7. Careful consideration should be given to the costs and benefits of setting up and maintaining an organ donor register:
- member states operating an opt-out system should, as a minimum, have a central register for those who do not wish to donate organs or tissues or any particular organ or tissue;
- a centrally-run information technology-based organ donor register offers the greatest flexibility in terms of content, updating and rapidity of access, but data security has to be ensured;
- everyone should be able to register their wishes;
- registration must be easy, preferably by both written and/or electronic means;
- written confirmation should be sent to all who register;
- people should have a simple means of checking and amending their entry
- specified healthcare professionals such as intensive care staff and/or transplant co-ordinators must have twenty-four-hours-a-day access to check the wishes of potential donors by phone, fax or electronically.
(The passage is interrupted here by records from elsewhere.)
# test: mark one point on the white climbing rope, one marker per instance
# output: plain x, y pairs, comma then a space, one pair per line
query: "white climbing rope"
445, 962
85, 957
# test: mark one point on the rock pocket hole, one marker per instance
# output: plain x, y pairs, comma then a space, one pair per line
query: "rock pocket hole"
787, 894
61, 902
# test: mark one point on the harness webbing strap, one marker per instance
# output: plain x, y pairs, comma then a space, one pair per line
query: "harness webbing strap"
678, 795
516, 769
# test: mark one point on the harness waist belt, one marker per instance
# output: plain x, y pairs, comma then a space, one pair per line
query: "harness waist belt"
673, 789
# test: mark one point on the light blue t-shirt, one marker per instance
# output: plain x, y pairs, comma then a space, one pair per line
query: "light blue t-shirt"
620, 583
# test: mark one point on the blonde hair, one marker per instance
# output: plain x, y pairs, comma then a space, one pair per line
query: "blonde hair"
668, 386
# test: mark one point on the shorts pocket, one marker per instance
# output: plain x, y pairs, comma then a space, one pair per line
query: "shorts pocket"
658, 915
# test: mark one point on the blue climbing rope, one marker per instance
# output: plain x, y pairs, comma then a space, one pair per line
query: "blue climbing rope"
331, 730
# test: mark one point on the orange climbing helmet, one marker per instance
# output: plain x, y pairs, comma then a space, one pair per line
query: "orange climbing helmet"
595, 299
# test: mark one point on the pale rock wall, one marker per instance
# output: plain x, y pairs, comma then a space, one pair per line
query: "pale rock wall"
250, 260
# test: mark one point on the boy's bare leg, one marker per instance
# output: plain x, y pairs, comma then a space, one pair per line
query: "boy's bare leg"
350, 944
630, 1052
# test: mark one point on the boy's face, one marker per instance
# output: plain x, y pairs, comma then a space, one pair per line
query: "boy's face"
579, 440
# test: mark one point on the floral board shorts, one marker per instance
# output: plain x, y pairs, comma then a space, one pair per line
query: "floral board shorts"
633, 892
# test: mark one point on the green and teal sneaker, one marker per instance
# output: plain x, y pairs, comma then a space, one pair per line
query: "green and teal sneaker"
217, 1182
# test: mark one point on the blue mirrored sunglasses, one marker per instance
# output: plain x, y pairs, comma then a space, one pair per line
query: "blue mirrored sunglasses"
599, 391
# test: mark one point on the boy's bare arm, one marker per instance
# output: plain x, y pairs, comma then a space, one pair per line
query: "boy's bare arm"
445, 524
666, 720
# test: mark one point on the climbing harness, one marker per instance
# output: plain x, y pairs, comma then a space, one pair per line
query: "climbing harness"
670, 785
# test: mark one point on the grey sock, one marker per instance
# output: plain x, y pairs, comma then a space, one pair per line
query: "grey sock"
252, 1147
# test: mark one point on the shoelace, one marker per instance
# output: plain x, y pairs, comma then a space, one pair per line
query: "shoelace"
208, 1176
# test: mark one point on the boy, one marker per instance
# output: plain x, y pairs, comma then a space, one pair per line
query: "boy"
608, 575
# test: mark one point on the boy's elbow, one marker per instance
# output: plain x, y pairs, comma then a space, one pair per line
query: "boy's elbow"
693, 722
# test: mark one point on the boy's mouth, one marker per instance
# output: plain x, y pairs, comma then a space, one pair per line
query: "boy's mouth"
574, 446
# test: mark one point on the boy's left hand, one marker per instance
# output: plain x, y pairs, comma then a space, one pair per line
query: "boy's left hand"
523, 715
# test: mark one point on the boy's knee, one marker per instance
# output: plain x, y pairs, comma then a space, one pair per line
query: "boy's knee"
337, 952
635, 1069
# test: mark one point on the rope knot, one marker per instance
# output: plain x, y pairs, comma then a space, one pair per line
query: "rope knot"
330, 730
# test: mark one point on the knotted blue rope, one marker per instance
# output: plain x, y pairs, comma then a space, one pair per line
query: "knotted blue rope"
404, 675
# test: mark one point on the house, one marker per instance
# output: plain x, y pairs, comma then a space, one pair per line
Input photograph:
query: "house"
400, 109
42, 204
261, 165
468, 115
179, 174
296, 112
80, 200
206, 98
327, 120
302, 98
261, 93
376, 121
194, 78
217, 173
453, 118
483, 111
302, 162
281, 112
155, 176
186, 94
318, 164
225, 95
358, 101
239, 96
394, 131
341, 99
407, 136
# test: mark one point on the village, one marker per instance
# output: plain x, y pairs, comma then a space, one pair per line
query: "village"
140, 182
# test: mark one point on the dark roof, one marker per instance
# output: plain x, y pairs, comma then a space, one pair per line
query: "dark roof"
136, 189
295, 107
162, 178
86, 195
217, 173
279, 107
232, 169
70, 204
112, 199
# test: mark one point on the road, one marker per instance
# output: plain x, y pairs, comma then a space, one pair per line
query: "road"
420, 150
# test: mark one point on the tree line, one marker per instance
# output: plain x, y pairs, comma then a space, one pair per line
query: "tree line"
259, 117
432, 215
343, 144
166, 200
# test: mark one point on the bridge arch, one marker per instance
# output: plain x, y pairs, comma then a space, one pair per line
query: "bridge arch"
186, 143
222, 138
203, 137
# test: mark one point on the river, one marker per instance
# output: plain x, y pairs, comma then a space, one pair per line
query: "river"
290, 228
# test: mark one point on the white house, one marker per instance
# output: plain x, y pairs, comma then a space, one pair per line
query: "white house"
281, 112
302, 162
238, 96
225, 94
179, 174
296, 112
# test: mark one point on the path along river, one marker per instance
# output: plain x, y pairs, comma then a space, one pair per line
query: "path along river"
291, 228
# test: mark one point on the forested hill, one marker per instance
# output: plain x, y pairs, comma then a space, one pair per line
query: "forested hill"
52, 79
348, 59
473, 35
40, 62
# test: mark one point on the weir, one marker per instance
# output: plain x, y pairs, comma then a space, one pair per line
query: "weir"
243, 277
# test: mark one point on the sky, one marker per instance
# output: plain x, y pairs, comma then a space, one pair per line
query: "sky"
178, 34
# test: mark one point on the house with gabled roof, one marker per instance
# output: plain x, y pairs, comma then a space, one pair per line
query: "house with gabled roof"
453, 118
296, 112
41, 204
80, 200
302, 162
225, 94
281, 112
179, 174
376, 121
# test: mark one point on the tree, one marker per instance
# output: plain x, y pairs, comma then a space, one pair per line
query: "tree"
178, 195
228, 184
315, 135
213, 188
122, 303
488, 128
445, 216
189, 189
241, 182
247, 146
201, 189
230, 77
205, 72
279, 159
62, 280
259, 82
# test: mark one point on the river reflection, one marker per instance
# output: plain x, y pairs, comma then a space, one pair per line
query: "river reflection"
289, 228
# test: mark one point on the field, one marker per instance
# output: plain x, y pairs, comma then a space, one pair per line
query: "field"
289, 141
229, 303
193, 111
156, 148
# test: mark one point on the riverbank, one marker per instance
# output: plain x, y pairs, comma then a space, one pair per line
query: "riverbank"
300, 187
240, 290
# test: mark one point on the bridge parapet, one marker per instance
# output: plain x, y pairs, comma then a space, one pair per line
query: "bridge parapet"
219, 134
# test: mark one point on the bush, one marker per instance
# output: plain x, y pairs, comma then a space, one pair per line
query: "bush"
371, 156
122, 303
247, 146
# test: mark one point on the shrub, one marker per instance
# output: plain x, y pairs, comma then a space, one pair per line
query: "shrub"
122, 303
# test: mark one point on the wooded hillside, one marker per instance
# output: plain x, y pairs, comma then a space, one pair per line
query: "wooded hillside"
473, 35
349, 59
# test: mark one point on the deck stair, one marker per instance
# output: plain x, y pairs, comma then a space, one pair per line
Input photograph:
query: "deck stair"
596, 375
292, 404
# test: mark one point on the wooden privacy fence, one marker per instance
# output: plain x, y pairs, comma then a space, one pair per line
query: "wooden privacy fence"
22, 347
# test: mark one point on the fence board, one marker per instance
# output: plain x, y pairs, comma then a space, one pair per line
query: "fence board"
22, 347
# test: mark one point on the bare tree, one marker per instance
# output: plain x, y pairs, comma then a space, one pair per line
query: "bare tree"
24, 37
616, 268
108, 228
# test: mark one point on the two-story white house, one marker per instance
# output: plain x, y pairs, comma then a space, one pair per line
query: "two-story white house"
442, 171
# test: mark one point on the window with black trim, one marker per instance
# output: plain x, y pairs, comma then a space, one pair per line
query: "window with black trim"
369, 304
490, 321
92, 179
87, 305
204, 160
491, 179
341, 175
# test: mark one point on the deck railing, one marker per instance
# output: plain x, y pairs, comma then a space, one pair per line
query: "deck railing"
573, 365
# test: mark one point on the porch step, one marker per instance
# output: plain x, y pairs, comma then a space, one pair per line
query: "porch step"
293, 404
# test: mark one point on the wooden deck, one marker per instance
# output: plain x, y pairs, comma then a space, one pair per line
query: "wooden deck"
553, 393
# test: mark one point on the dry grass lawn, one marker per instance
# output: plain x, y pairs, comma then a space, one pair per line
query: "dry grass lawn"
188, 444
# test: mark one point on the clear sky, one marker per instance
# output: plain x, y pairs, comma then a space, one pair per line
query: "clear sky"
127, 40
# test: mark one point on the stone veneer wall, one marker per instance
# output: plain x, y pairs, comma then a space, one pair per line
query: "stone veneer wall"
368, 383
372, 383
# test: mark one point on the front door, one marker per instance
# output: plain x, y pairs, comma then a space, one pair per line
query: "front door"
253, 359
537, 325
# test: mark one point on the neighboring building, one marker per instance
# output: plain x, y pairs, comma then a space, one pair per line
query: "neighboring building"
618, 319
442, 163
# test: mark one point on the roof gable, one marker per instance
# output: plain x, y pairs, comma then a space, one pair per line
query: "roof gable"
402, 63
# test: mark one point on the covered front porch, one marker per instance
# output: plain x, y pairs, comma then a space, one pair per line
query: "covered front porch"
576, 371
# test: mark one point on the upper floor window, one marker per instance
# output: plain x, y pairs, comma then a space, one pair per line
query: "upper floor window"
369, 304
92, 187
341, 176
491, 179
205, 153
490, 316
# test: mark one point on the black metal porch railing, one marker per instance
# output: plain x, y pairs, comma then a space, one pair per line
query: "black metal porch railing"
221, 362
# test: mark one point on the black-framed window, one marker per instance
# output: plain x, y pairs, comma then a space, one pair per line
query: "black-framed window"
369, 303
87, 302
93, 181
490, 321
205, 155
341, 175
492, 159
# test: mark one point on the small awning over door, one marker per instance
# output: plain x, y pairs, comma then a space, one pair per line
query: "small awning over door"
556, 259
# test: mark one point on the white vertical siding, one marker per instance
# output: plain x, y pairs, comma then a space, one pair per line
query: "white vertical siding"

Such checks should normally be made only after the death of a potential donor;
- checking the register could be made mandatory as a condition of donation.
8. Member states with organ donor registers should consider whether their register is designed and operated in a way which best meets the needs of their population and transplant service. Those member states which have an organ donor register are advised to consider the purposes and the likely advantages and disadvantages before establishing a new organ donor register.